"What's Greater than Gamma Rays" and "Because there's too Much TV to Choose"

What’s Greater than Gamma Rays?

For her feathery profile I stalk              I fit

this city and its moon in my closed fist

To love her I stuff
hearts inside my eyes—cartoons but pumping 
real blood too—real and red 
                                                  as a child in summer

Come on!

I am as real as a flag 
and as fake as folded in the dark 
                                                    behind a locked door 

But O! When it opens!

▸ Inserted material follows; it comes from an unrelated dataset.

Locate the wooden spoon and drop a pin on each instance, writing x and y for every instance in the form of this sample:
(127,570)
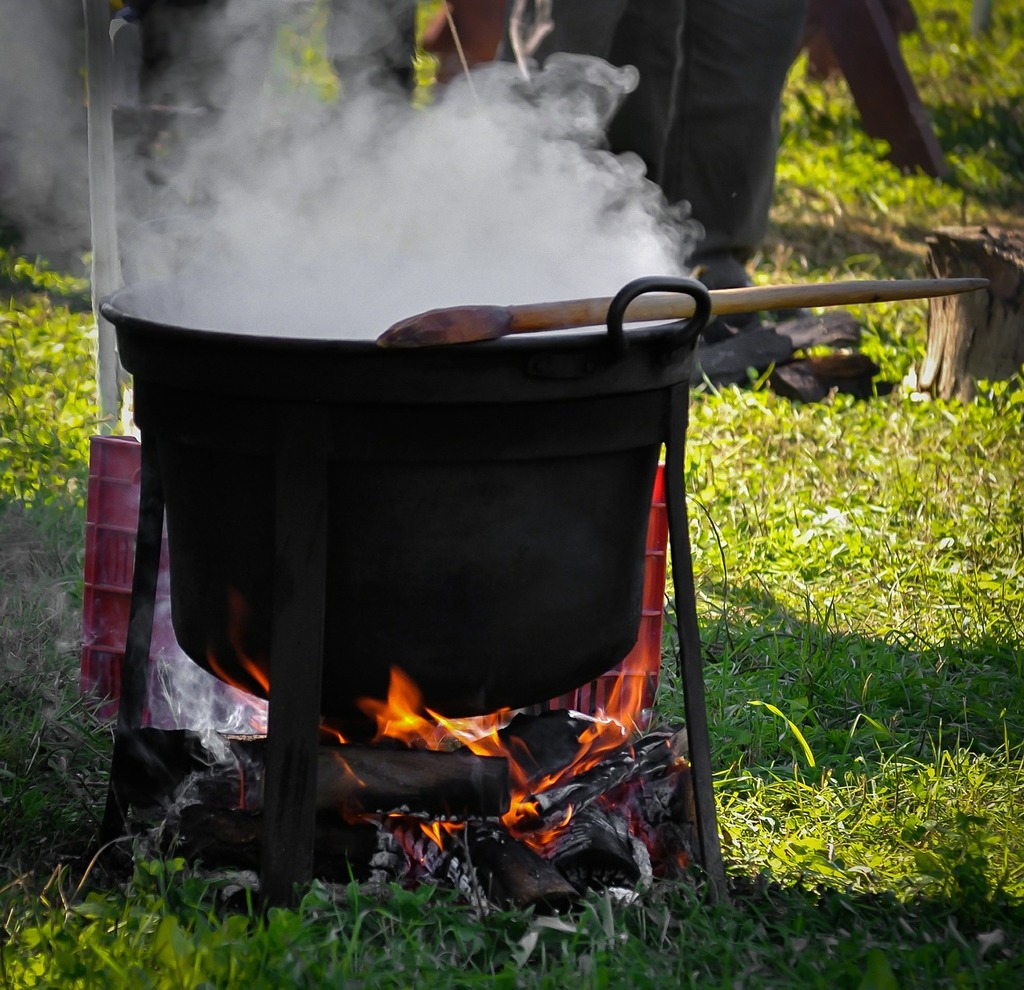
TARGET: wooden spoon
(463,325)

There is confetti 
and dancing—a black space to un-blank—

We could fill our thought bubbles with pie
till our tummies say no or 
the world ends

                                                        Maybe we will

But I'm looking the wrong way at the sun
like not knowing how to say I'm alive

I'm not sure if it makes me better or worse to say this

I should probably graduate to full-on nerd and
be done with it but what
will heart what comes next?

Why or when to touch her hidden sun or how to snap 
a pic for her
to like on Instagram?

Someone please give me a hand 
mail me maybe in the real box with the junk with the
to-be-recycled

the key to this door

 


 

Because there’s too Much TV to Choose

I watch Planet Earth again               I drift

                                          like snow

between mountain peaks 

to find the safest place to dream 
I need to fidget a little     to find

my meal elsewhere

there's some humor in 
this descent—down the nursery slopes
I go—as in making 

my first descent my first mistake

I feel like an ibex—like a new kid—but 
I may be a newborn valley 
                                               reaching 

to hold all my oh-so-vulnerable dreams 
if winter if death if the prey from

far away
            blurs 

but I’m an instinct I am the music rising—
a bird in a ten-meter drop from 

                                              desert rocks

scattering myself makes me hard 
to target

all you can do is wait

here in the flat world 
here prattling in your inaction 
you may observe a battle between eagles

over the carrion of half-frozen fox
browning the whitest snow as you

                               might imagine

wanting
ice cream 

yes I guess Wallace Stevens there really is
a mind of winter to regard this 

 

 

Christopher Shipman

Christopher Shipman is the author of The Movie My Murderer Makes: Season II (The Cupboard), coauthor of Super Poems II (Kattywompus Press), coauthor of Keats is Not the Problem (Lavender Ink), and coauthor of ~getting away with everything and _a ship on the line with Vincent A. Cellucci (both from Unlikely Books). His work appears in journals such as Cimarron Review, PANK, Pedestal, Plume, Salt Hill, Spork Press, and TENDERLOIN. Shipman lives in Greensboro, North Carolina with his partner Sarah K. Jackson and his daughter Finn, where he teaches literature and creative writing at New Garden Friends School and plays drums in the band The Goodbye Horses.